Shows/Films DiscussedWe said some things. Here's how we did.
🟢 = Nailed it | 🟡 = Close enough | 🔴 = Whiffed it
🟢 Cotton gin invented in 1793 We said Eli Whitney invented the cotton gin in 1793. Correct — he built his first prototype in 1793 and received his patent on March 14, 1794. We got the year right.
🟡 What the cotton gin actually does We described it as mechanizing "the sorting or the picking of the cotton bowls from the seeds and the husks." Close but not quite — the cotton gin separates cotton fibers from seeds using rotating teeth pulled through narrow slots. No husks involved. The picking of cotton itself remained entirely manual. Half credit for getting the general idea right.
🟢 Jevons Paradox applied to the cotton gin We called the cotton gin story "the Jevons Paradox of the whole thing." Textbook application. William Stanley Jevons observed in 1865 that more efficient steam engines led to more coal consumption, not less — exactly what happened with cotton and enslaved labor after the gin. Well played.
🟡 Mississippi is "state number 11" in reading after implementing phonics Dan said Mississippi "instituted phonics" and became "state number 11" in reading. The phonics story is real — Mississippi's Literacy-Based Promotion Act (2013) produced dramatic improvements. Their exact national ranking varies by source and metric: somewhere between 9th and 21st depending on the year and assessment. Close enough for a podcast, but the #11 claim is hard to pin down precisely.
🟡 Oregon spent "$11 billion extra dollars on education" with declining scores Dan said Oregon spent $11 billion extra on education and saw reading scores decline. The direction is absolutely correct — Oregon dramatically increased education spending (including $1.62 billion in federal pandemic relief) while posting some of the lowest fourth-grade reading scores in the nation. The $11 billion figure appears overstated, but the point stands: dollars didn't equal outcomes.

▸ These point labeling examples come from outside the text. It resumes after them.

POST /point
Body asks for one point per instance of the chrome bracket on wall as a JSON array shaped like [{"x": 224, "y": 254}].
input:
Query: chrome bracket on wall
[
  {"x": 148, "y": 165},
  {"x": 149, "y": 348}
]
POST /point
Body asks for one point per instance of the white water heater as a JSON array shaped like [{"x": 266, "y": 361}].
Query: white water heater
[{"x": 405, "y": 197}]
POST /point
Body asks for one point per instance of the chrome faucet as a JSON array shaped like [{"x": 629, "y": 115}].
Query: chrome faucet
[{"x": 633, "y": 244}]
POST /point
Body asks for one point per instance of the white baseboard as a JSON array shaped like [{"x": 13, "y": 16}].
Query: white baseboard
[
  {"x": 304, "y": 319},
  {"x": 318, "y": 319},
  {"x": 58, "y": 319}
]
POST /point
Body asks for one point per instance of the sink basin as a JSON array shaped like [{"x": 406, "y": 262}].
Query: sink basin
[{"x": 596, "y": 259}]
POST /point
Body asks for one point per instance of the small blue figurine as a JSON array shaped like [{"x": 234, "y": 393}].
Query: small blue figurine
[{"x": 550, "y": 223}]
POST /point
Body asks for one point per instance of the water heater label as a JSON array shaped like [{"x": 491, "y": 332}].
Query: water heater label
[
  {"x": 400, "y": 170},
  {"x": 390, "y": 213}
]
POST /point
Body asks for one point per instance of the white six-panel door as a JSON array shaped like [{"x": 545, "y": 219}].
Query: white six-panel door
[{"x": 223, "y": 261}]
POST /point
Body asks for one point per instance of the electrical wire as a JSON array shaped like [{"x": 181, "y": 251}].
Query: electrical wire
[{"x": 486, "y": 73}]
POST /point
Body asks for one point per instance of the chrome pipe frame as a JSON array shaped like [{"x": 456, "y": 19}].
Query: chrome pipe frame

🟢 Strait of Hormuz narrowest point is 21 miles We said the nearest point at the Strait of Hormuz is 21 miles. Confirmed — it's 21 nautical miles at its narrowest. The shipping lanes are even tighter: two 2-mile-wide channels separated by a 2-mile buffer zone.
🟡 Strait of Malacca narrowest point is 2 miles We said the Strait of Malacca narrows to 2 miles based on Singapore's foreign minister's comments. It's actually about 1.5 miles (2.8 km) at the Phillips Channel near Singapore. Close — and the broader point about it being dramatically tighter than Hormuz is correct.
🟢 SpaceX wants to build data centers in space Dan said SpaceX is pitching data centers in space as part of their IPO valuation story. Confirmed — SpaceX filed FCC plans in January 2026 for satellites that would serve as orbital data centers. Still highly speculative but definitely being discussed.
🟢 BONUS: Shad is indeed a fish Sean blurted out "shad" instead of "shall" and then claimed shad is a fish. He's right! Shad are saltwater fish of the herring family (Alosa genus), with about 30 species worldwide. The American shad is the largest herring species. Sean, take a victory lap on this one.
Final Score: 5 green, 4 yellow, 0 red Strong showing this week. The Jevons Paradox callout was chef's kiss, and even the ad-lib fish taxonomy was on point. We'll take it.